Market Day

Saturdays downtown are my favorite. As the farmers market season is coming to a close, we’re doing our best to show up as often as we can and invest in the local families who grow this beautiful food. Our favorite finds from last Saturday were some purple tomatoes (sweet and flavorful without being too sharp) and some okra (I haven’t tried them yet, but the boyfriend approves). I also found a big bouquet of flowers for myself, and the boyfriend purchased a small potted English thyme plant to add to our patio garden. 

We spent the rest of the day cleaning up the apartment, and then we went to Clinton with my mom to browse through their antique stores. Some are better (more relevant and less pretentious) than others, but if you look hard enough, there’s usually something for everybody. 

I walked away with a handful of old photographs, some from as early as 1912 and others from WWII. I love these things that I can hold in my hands, knowing they once belonged to someone else, knowing that they’ve found a home again. 

The last part of the day, the boyfriend and I drove into this old historic neighborhood here because they have a beautiful park down by the river that makes for a great evening walk. As we walked along the trails, we were greeted by lots of happy dogs and their owners, and we got to enjoy the sunset lowering over the calm of the water. At one point, we even saw a man take off on his parasail which was amazing. Once again, it was a Saturday well spent. 


Constellations and Cocoa

In keeping with the celestial theme this week, the boyfriend and I went to a local nature center here the other day to attend a class called Constellations and Cocoa. It was just as sweet as it sounds. They handed out some star maps and we went through a small slideshow showing some of the more well-known constellations before heading outside with coffee and cocoa in hand.

They have this huge clearing that’s perfect for stargazing. And being just outside the reach of the city lights, it was a great spot to enjoy the night sky somewhere that felt both serene and far away from the city.

As our eyes adjusted, and as the sky grew darker, the stars became brighter, and we were able to find and identify 7 constellations from the star maps they gave us.

I feel so lucky to live somewhere with a place that offers such great programs. And I’m especially lucky I get to do all of these things with my person.


Total Eclipse

If you live anywhere in the U.S., I’m sure you heard about the solar eclipse that happened yesterday. I decided to not risk the traffic (and risk missing the eclipse), so I stayed home and made my own eclipse viewing contraption because I procrastinated and didn’t buy those nifty eclipse glasses. I honestly didn’t trust them anyway because of all the rumors about fake or faulty ones. So just an hour before the event, I whipped together a mini projector from a piece of cardboard, some tape, and a pair of binoculars. It worked really well, and I got to watch the whole eclipse on a piece of paper. No burnt retinas here!

image1 (3)

Several of my neighbors were outside on their balconies and patios as well. One of the families on the building across from mine were really hilarious and kept shouting, which is how I knew the event had started. With a loud “It’s happening! It’s starting!” I knew it was time to head outside. The man who lives next door told me he bought some of those paper glasses for $20 from some girl at a gas station, and we discussed how some (smart? evil genius?) people were probably making some big bucks today. He let me look through his glasses a few times, and he admired my funny binocular contraption saying, “Well that’s cool as hell!”
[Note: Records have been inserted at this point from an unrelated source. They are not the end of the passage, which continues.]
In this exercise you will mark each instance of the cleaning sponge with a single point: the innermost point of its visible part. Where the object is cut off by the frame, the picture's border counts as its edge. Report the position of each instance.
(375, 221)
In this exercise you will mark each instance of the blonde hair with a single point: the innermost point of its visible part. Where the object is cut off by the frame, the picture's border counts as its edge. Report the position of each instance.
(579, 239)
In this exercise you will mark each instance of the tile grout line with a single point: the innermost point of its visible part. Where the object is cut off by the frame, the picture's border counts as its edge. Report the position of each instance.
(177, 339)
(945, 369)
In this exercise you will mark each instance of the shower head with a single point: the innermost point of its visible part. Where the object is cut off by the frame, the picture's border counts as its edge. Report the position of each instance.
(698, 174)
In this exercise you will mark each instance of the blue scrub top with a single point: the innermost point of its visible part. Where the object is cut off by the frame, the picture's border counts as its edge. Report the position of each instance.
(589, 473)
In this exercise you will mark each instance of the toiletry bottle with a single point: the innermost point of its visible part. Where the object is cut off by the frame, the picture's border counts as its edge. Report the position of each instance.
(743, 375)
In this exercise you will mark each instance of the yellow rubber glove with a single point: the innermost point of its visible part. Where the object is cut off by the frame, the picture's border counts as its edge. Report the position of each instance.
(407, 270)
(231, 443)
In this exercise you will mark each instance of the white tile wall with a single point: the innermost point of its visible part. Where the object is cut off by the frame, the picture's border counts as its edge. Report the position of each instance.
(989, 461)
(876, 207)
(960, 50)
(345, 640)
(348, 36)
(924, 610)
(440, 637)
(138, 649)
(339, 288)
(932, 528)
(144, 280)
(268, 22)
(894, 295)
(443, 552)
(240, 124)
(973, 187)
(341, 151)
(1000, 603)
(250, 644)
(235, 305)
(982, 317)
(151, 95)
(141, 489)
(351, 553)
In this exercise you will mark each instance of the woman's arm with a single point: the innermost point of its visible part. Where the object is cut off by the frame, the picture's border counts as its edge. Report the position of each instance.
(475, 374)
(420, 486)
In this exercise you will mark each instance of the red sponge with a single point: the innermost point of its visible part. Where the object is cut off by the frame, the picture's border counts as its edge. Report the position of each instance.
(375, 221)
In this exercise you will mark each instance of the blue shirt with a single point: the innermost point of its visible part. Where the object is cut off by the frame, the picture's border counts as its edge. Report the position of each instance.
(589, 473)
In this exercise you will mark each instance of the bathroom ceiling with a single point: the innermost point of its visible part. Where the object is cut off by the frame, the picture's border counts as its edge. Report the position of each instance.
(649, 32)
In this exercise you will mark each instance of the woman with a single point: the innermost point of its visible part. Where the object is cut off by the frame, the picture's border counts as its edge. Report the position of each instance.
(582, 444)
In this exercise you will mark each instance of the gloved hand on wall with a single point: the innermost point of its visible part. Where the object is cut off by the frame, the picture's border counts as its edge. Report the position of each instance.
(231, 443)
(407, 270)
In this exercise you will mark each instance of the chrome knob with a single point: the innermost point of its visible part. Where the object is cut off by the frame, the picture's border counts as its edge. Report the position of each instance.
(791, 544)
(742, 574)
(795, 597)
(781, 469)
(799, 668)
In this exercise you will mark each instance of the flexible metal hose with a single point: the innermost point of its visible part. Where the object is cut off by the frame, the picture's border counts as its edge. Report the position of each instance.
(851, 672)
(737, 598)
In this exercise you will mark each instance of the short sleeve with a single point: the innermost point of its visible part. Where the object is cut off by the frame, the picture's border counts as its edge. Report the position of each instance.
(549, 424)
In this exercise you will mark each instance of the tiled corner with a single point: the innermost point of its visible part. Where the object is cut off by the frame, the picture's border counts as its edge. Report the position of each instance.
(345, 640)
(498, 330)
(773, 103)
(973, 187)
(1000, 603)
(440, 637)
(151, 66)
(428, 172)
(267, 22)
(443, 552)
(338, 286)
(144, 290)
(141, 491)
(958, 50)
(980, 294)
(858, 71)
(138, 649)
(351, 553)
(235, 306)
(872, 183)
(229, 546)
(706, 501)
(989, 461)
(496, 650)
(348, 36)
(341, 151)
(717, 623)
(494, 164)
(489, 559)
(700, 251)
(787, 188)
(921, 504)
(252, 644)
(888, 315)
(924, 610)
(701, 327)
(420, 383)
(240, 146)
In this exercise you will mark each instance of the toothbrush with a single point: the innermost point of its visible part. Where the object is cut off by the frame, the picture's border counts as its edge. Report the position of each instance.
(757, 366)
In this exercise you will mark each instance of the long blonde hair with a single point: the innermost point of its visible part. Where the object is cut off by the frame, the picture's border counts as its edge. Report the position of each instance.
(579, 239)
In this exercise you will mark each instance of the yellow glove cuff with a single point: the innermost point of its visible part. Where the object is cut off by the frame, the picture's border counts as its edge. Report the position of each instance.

The last few minutes were the most wicked thing I have ever seen. The streetlights flicked on. The birds began their evening songs. The cicadas’ humming grew loud. The crickets began to chirp. The light peaking through the trees turned into repeating crescents. And the sky got dark as the horizon turned into a 360 sunset. I heard my neighbors shouting about the ring around the run, but since we weren’t directly in the line of totality, it didn’t show up on my paper. I’ve never experienced anything like it.

image5 (3)

This whole universe is just amazing, isn’t it?


Farm Fresh and Fancy Free

Every week, I usually can get my hands on some farm fresh veggies, and they are so good. It makes everything a little better knowing I have something good just waiting to be cooked up for dinner at the end of a long day. 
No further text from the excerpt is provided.